Following a preapproval inspection at the company’s formulations manufacturing facility dubbed FTO 11, Dr. Reddy’s says the FDA slapped the company with a two-observation Form 483.
Those observations suggest FDA inspectors uncovered conditions or practices at the Dr. Reddy’s plant, located in Srikakulam, Andhra Pradesh, India, that might point to subpar manufacturing standards, the regulator says online. The inspection took place from June 30 through July 7 of this year, Dr. Reddy’s added in its announcement.
The company did not clarify what the FDA’s observations were, instead stating simply that it will address the regulator’s concerns “within the stipulated timeline.”
Dr. Reddy’s is no stranger to FDA chidings. In 2019, the company was hit with eight FDA observations at an oncology drug plant in India, but in February 2020, the company said those concerns had been deemed voluntary action indicated. That designation meant the facility met at least a “minimally acceptable state of compliance,” the company said at the time.

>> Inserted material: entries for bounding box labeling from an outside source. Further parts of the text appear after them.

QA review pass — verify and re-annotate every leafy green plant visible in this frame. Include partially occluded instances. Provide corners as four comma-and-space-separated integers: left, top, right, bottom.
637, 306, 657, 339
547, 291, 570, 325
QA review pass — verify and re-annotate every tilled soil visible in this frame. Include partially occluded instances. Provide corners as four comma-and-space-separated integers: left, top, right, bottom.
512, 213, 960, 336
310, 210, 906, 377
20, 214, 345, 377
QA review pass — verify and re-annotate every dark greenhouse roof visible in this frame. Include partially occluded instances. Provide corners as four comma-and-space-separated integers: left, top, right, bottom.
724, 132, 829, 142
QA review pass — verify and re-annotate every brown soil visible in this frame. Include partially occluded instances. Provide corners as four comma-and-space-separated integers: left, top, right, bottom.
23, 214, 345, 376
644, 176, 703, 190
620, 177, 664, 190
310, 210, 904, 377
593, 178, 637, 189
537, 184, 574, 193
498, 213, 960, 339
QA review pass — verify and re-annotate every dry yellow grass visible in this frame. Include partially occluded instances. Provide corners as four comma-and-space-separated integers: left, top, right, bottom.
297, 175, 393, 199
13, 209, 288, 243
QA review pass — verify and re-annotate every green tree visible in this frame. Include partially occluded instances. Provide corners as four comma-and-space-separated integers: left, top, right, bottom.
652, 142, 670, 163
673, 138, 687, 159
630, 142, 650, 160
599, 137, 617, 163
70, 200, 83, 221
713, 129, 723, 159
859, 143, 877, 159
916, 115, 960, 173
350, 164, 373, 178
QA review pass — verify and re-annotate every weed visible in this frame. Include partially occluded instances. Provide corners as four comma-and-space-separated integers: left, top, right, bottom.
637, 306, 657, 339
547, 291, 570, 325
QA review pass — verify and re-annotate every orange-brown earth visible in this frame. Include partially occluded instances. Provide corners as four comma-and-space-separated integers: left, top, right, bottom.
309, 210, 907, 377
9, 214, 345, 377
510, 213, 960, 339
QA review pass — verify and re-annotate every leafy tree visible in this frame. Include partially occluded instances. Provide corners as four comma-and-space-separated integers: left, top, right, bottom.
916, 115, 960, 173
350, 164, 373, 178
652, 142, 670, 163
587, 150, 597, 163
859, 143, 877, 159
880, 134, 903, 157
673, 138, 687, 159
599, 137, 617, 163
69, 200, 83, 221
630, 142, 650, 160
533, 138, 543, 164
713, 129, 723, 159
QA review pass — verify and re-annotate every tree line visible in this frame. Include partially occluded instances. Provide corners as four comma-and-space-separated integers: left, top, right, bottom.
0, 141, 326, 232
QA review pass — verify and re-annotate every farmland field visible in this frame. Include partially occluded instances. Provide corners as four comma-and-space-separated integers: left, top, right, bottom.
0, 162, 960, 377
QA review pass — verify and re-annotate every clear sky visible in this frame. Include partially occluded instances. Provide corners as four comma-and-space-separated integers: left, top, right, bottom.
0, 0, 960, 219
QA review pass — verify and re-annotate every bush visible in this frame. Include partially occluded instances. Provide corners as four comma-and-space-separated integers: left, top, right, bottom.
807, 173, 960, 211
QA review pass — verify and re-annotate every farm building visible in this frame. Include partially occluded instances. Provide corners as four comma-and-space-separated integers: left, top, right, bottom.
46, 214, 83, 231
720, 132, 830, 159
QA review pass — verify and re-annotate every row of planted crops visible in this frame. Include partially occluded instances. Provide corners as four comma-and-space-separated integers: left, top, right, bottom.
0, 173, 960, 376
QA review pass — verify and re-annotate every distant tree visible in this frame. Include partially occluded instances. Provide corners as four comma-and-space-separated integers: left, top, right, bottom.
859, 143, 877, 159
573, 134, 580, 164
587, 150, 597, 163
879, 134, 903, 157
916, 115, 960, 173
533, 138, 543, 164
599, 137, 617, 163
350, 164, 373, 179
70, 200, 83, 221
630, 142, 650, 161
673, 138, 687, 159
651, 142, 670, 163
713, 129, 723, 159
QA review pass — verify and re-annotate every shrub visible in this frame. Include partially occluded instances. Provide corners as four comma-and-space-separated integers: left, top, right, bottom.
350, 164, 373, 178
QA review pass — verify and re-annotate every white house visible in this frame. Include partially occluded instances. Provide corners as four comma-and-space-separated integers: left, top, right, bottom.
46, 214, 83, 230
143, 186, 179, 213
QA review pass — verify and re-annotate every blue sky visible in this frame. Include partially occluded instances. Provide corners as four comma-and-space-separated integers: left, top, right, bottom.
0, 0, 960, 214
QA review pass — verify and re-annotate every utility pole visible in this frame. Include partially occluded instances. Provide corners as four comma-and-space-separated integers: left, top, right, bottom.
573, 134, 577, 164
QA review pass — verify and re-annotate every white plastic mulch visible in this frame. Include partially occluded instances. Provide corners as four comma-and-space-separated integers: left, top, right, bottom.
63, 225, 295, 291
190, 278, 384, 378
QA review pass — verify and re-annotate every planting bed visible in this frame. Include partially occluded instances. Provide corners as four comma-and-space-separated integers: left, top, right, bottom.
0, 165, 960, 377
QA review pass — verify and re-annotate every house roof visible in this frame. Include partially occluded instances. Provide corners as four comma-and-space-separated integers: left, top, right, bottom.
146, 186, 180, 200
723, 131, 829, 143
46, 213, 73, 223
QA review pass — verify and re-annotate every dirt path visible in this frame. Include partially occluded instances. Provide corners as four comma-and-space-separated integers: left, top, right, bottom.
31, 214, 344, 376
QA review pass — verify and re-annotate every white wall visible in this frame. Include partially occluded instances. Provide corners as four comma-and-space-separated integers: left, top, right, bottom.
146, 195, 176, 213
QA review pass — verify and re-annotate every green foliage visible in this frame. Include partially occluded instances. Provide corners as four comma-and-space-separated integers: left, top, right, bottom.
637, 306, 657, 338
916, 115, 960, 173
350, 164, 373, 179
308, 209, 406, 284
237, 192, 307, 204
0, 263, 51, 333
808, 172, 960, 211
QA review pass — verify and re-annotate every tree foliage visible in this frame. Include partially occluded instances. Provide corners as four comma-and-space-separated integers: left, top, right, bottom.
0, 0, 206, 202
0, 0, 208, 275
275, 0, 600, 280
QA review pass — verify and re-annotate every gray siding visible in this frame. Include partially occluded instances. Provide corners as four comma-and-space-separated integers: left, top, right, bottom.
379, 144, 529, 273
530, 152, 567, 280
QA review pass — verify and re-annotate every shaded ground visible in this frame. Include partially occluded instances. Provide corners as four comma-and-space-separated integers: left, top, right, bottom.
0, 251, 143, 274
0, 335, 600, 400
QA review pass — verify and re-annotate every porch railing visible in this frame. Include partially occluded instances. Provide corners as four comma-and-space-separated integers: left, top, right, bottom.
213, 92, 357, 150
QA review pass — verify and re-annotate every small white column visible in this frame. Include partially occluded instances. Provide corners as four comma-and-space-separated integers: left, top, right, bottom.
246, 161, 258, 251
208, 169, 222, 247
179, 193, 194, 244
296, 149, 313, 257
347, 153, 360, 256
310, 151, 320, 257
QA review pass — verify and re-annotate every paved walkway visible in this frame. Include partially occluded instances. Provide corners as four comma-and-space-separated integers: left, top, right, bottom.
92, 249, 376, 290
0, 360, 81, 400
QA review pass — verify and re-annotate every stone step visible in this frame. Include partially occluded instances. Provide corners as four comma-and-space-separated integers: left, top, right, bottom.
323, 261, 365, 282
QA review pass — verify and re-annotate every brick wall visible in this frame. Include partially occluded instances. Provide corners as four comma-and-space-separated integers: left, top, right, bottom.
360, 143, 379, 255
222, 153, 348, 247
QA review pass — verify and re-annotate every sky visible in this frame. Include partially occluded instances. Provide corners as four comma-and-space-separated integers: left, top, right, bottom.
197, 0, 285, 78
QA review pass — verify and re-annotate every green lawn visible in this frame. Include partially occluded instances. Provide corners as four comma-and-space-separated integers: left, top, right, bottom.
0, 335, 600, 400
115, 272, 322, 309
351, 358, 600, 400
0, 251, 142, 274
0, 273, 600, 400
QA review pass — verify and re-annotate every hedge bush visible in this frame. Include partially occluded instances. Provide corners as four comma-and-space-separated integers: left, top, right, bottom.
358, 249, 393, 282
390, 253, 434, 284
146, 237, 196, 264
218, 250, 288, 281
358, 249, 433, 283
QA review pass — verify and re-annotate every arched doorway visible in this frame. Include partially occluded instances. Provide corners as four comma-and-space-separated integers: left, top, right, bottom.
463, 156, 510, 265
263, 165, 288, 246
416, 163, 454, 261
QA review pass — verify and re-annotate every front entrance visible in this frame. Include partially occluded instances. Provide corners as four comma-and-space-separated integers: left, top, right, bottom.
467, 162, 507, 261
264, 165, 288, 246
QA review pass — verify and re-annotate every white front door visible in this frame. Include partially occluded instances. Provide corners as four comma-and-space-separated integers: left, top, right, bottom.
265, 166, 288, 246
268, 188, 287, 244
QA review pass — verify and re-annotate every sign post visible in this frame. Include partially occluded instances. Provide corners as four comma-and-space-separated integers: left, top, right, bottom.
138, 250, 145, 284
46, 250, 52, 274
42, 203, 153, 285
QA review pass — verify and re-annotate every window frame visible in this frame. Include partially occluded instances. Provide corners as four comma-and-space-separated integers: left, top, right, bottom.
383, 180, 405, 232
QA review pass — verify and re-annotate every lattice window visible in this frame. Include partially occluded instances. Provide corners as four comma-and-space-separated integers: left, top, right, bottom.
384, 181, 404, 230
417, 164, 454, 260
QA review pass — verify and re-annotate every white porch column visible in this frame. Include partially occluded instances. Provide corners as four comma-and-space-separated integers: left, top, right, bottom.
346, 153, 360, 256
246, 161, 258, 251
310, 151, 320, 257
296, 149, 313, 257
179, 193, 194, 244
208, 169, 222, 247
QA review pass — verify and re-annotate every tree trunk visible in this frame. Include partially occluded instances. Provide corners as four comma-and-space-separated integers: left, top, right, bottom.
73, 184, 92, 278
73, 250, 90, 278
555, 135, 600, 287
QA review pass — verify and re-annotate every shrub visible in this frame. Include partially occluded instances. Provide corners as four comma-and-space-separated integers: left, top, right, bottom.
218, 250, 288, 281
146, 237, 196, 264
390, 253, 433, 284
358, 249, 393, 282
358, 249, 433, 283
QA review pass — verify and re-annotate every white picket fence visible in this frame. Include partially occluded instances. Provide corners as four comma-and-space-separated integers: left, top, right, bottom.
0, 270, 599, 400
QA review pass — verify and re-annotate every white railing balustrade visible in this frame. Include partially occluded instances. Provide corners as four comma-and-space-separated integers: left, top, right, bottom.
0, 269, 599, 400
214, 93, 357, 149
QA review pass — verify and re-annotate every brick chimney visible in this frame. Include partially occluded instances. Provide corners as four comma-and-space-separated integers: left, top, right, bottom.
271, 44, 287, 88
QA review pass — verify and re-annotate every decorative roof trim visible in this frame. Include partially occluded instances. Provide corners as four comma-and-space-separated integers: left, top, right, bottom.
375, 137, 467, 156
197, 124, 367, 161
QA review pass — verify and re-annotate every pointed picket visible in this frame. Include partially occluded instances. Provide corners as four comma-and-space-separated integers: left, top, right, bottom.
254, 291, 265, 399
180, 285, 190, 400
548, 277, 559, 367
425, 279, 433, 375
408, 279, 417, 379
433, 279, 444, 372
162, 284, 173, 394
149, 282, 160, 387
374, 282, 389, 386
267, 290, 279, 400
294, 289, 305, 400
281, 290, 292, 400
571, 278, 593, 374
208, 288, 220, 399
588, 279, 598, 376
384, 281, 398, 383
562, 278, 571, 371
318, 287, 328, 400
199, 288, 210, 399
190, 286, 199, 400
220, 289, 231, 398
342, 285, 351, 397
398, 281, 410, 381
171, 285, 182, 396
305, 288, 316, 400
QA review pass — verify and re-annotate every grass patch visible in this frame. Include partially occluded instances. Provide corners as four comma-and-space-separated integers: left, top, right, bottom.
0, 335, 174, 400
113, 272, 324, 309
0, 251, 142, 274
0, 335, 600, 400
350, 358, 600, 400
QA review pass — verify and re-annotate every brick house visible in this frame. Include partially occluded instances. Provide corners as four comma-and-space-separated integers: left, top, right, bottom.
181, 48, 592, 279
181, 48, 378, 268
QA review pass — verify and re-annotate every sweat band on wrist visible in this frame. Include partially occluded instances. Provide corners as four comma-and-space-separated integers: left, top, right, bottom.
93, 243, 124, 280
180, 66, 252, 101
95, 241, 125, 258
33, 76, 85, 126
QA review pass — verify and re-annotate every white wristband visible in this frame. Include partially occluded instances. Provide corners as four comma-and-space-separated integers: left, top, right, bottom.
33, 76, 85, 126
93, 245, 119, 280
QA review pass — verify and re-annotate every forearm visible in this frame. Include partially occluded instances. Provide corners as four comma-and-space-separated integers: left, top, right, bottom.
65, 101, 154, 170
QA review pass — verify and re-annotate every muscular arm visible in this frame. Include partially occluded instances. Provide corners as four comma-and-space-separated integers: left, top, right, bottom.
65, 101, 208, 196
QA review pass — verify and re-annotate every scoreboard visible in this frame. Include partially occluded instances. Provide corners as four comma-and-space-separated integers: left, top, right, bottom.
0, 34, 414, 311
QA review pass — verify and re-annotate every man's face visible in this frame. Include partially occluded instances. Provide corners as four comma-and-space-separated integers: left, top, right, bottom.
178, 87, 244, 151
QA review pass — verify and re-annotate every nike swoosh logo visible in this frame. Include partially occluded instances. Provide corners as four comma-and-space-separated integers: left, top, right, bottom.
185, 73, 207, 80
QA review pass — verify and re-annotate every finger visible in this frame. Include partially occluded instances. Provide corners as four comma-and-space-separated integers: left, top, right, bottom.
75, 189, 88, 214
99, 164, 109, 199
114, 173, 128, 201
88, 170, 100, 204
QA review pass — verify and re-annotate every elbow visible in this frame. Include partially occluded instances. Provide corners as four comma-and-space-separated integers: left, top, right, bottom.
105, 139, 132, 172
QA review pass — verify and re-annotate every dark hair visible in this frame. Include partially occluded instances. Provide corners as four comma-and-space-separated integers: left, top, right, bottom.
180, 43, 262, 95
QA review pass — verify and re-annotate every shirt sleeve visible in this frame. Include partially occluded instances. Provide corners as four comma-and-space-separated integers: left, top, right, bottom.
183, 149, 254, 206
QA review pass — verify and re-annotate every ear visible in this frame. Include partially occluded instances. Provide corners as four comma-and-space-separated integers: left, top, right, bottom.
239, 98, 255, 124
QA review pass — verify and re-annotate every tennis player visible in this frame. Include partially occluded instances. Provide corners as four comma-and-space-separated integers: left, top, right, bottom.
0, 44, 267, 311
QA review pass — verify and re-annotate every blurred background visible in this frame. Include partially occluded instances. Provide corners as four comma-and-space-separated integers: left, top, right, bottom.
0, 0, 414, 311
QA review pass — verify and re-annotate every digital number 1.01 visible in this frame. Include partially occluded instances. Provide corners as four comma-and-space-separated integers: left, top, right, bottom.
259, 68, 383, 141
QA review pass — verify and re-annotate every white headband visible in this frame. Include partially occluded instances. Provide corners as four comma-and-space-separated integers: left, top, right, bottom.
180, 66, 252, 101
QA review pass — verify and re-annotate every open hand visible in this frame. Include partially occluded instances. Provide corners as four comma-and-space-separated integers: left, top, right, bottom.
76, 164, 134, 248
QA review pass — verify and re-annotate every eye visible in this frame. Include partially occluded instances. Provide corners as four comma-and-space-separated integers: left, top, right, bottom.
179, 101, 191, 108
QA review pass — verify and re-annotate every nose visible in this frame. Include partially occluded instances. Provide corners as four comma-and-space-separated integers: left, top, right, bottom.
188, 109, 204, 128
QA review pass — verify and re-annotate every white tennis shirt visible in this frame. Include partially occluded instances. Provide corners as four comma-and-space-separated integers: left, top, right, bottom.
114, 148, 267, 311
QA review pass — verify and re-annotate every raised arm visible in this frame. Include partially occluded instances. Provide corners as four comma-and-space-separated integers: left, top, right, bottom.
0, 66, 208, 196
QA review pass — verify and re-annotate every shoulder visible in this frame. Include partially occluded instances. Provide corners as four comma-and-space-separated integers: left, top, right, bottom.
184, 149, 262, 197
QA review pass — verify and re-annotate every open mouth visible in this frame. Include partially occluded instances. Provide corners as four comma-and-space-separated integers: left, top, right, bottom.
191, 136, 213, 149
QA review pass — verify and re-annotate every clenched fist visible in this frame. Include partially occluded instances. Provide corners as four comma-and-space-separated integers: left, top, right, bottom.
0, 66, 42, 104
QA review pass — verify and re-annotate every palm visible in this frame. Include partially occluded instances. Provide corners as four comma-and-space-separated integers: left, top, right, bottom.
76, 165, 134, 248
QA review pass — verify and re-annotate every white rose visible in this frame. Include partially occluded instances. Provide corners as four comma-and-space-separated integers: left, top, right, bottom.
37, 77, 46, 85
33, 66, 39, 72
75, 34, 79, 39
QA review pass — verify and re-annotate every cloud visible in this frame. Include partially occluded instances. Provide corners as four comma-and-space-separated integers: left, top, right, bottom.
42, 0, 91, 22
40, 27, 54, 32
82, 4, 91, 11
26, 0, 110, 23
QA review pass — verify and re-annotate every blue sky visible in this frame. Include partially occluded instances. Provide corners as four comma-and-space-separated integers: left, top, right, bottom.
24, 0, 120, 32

Meanwhile, Dr. Reddy’s is far from the only Indian drugmaker with manufacturing operations that have entered the FDA’s crosshairs lately.
In April, Lupin’s active pharmaceutical ingredient plant in Tarapur, India, received a Form 483, in which FDA investigators scolded the company for inadequate manufacturing processes and subpar cleaning protocols.
And in May, Indian drugmaking outfits Sun Pharma and Aurobindo were hit with their own Form 483s, which included 10 and six observations, respectively.